32. Далее заявительница подвергла критике тот факт, что из 21
кандидата, которые обладали свидетельствами, подтверждающими
знание латышского языка на «третьем уровне», лишь девяти
кандидатам, в том числе и ей, пришлось пройти данную проверку,
тогда как свидетельства других 12 кандидатов были признаны
достаточными для установления их уровня владения языком. По
мнению заявительницы, поскольку во внутреннем праве не было
оснований для подобной дифференциации, такой факт подтверждал
наличие неправомерного отношения к ней.
В свете вышеуказанных обстоятельств заявительница
утверждала, что имело место нарушение ее права по статье 3
Протокола № 1 быть выдвинутой кандидатом на выборах.
Б. Мнение Суда
33. Суд повторяет, что субъективное право избирать и быть
избранным является подразумеваемым правом по статье 3
Протокола № 1. Хотя оно имеет важное значение, оно не абсолютно.
Поскольку статья 3 признает его, не упоминая в прямо выраженной
форме и не давая, тем более, никаких определений, то существуют
возможности для «подразумеваемых ограничений». В своих
внутренних
законодательствах
Высокие
Договаривающиеся
Стороны обусловливают право избирать и быть избранным
определенными требованиями, что, в принципе, не запрещено
статьей 3. В этой области у них существует значительная свобода
усмотрения, но Суд вправе, как последняя инстанция, определять,
были ли соблюдены требования Протокола № 1; он должен
убедиться, что эти требования не ограничивают рассматриваемое
право в такой степени, что затрагивают саму его сущность и лишают
12
эффективности; что они установлены для достижения законной
цели; и что примененные средства являются соразмерными (см. дело
Mathieu-Mohin and Clerfayt v. Belgium, постановление от 2 марта
1987 г., Серии A № 113, стр. 23, § 52; дело Gitonas and Others v.
Greece, постановление от 1 июля 1997 г., Сборник постановлений и
решений 1997-IV, стр. 1233-34, § 39; дело Ahmed and Others v. the
United Kingdom, постановление от 2 сентября 1998 г., Сборник 1998VI, стр. 2384, § 75; и дело Labita v. Italy [GC], №26772/95, § 201,
ECHR 2000-IV).
Государства-члены располагают, в частности, широкими
возможностями при установлении конституционных норм о
правовом статусе членов парламента, в том числе критериев для
отказа в праве стать депутатом. Эти критерии, хотя и имеют общий
источник – необходимость обеспечения и независимости избранных
депутатов и свободы волеизъявления избирателей, варьируются в
соответствии со специфическими для каждой страны историческими
и политическими факторами.
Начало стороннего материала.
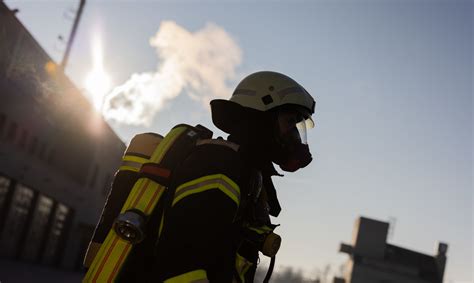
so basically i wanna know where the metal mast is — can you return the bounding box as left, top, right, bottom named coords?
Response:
left=60, top=0, right=86, bottom=71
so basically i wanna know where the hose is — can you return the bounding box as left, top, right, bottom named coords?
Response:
left=263, top=256, right=275, bottom=283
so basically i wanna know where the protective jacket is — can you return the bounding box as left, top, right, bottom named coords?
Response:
left=134, top=137, right=282, bottom=283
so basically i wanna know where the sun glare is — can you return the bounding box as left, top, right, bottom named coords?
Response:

Множественность вариантов,
предусмотренных конституциями и законодательством о выборах
многочисленных государств-членов Совета Европы, демонстрирует
большое разнообразие возможных подходов в этой области. В целях
применения статьи 3 любое законодательство о выборах должно
оцениваться в свете политической эволюции соответствующей
страны,
поскольку
особенности,
которые
могут
быть
неприемлемыми в контексте одной системы, могут быть оправданны
в контексте другой. Однако свобода усмотрения государства в этом
отношении
ограничена
обязательством
соблюдать
основополагающий принцип статьи 3, а именно «свободное
волеизъявление народа при выборе органов законодательной
власти» (см. упомянутое выше дело Mathieu-Mohin and Clerfayt, стр.
23-24, § 54).
34. Суд отмечает, что в рассматриваемом деле заявительница
была исключена из списка кандидатов в соответствии с пунктом 7
статьи 5, Закона «О парламентских выборах», который лишает
соответствующего права лиц, не владеющих латышским языком на
«высшем» уровне. Согласно заявлению правительства требование к
кандидату понимать латышский язык и разговаривать на нем было
вызвано
необходимостью
обеспечить
надлежащее
функционирование парламента, в котором латышский язык является
единственным рабочим языком. Оно подчеркнуло, в частности, что
целью данного требования являлось обеспечение депутатам
возможности принимать активное участие в работе парламента и
эффективно отстаивать интересы своих избирателей.
13
Суд не может оспаривать данный аргумент. Он считает, что
заинтересованность
каждого
государства
в
обеспечении
нормального
функционирования
своей
собственной
институциональной системы является бесспорно законной. Это тем
более применимо к национальному парламенту, который наделен
законодательной властью и играет первостепенную роль в
демократическом государстве. Аналогичным образом, Суд не обязан
занимать какую-либо позицию в отношении выбора рабочего языка
национального парламента, учитывая отмеченный выше принцип
уважения национальных особенностей. Это выбор, который
определяется специфическими для каждой страны историческими и
политическими обстоятельствами, в принципе является таким, что
его вправе сделать только государство. Соответственно, учитывая
свободу усмотрения государства-ответчика, Суд приходит к выводу,
что требование, согласно которому кандидат на выборах в
национальный парламент должен обладать достаточными знаниями
официального языка, преследует законную цель.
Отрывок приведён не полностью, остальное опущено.